Step-by-step explanation:

We know that:

$\displaystyle \large {{a}^{ - n} = \frac{1}{ {a}^{n} } } \\ \displaystyle \large { {a}^{ \frac{m}{n} } = \sqrt[n]{ {a}^{m} } }$

If we add negative sign in m/n.

$\displaystyle \large{ {a}^{ - \frac{m}{n} } = \frac{1}{ {a}^{ \frac{m}{n} } } }$

Therefore,

$\displaystyle \large{ {a}^{ - \frac{m}{n} } = \frac{1}{ \sqrt[n]{ {a}^{m} } } }$

From the expression:

1. 9^(-1/2)

$\displaystyle \large{ {9}^{ - \frac{1}{2} } = \frac{1}{ \sqrt{9} } }$

From above, apply the exponent rules. Simplify the expression:

$\displaystyle \large{ {9}^{ - \frac{1}{2} } = \frac{1}{ 3 }}$

2. 27^(-2/3)

$\displaystyle \large{ {27}^{ - \frac{2}{3} } = \frac{1}{ \sqrt[3]{ {27}^{2} } } }$

27 can be factored as 3^3.

$\displaystyle \large{ {27}^{ - \frac{2}{3} } = \frac{1}{ \sqrt[3]{ { ({3}^{3}) }^{2} } } }$

From above:- Use the following exponent rules to multiply the exponents and leave the base as 3 so we can cancel the cube (3 out of the root) and the exponent.
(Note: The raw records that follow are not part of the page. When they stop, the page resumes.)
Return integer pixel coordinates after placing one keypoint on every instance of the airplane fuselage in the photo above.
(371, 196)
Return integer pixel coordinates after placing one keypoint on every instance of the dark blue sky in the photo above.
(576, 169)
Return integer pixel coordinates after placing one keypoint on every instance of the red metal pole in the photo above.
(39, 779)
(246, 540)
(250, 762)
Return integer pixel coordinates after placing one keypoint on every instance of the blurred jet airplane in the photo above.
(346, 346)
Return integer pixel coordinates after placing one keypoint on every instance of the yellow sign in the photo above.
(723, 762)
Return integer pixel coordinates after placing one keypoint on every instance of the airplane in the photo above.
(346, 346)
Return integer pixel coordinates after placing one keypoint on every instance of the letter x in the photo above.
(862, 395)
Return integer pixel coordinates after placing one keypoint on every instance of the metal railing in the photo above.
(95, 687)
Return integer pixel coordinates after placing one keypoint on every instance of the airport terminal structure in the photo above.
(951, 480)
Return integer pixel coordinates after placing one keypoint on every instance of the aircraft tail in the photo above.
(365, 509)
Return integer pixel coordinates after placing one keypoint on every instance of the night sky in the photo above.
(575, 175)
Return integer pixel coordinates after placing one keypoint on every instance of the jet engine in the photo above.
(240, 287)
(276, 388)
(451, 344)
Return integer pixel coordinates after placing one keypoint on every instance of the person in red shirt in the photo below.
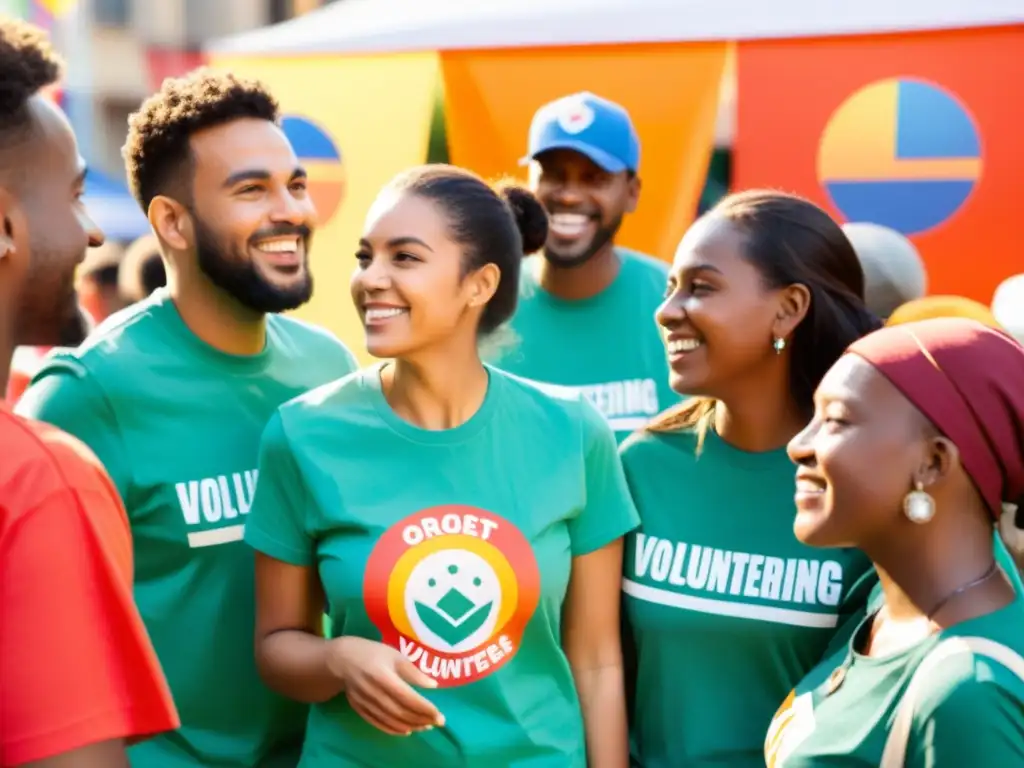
(79, 679)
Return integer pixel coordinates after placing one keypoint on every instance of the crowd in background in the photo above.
(755, 506)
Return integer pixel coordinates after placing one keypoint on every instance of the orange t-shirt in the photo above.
(76, 664)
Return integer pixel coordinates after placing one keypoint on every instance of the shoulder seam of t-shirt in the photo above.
(93, 379)
(94, 343)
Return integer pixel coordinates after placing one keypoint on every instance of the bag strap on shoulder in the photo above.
(894, 754)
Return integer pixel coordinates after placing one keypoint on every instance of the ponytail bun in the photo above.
(530, 217)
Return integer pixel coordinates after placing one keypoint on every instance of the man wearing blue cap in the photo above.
(586, 315)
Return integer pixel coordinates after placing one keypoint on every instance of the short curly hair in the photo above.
(157, 152)
(29, 65)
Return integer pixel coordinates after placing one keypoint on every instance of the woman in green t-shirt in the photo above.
(914, 453)
(726, 609)
(463, 526)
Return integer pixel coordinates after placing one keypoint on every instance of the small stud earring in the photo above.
(919, 506)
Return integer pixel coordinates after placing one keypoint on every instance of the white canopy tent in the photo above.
(387, 26)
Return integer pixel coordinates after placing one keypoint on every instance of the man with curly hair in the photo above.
(173, 393)
(78, 674)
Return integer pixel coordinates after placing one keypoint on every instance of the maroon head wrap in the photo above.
(969, 380)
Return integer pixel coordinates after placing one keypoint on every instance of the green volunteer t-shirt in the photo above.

$\displaystyle \large{ {27}^{ - \frac{2}{3} } = \frac{1}{ \sqrt[3]{ {3}^{6} } }}$

Divide 6 by 3 or the cube root.

$\displaystyle \large{ {27}^{ - \frac{2}{3} } = \frac{1}{ {3}^{2} }}$

Therefore:

$\displaystyle \large{ {27}^{ - \frac{2}{3} } = \frac{1}{ 9}}$

Answer 2

Answer:

Multiply by the exponents

Step-by-step explanation:

9^-1/2=1/3

27^-2/3=1/9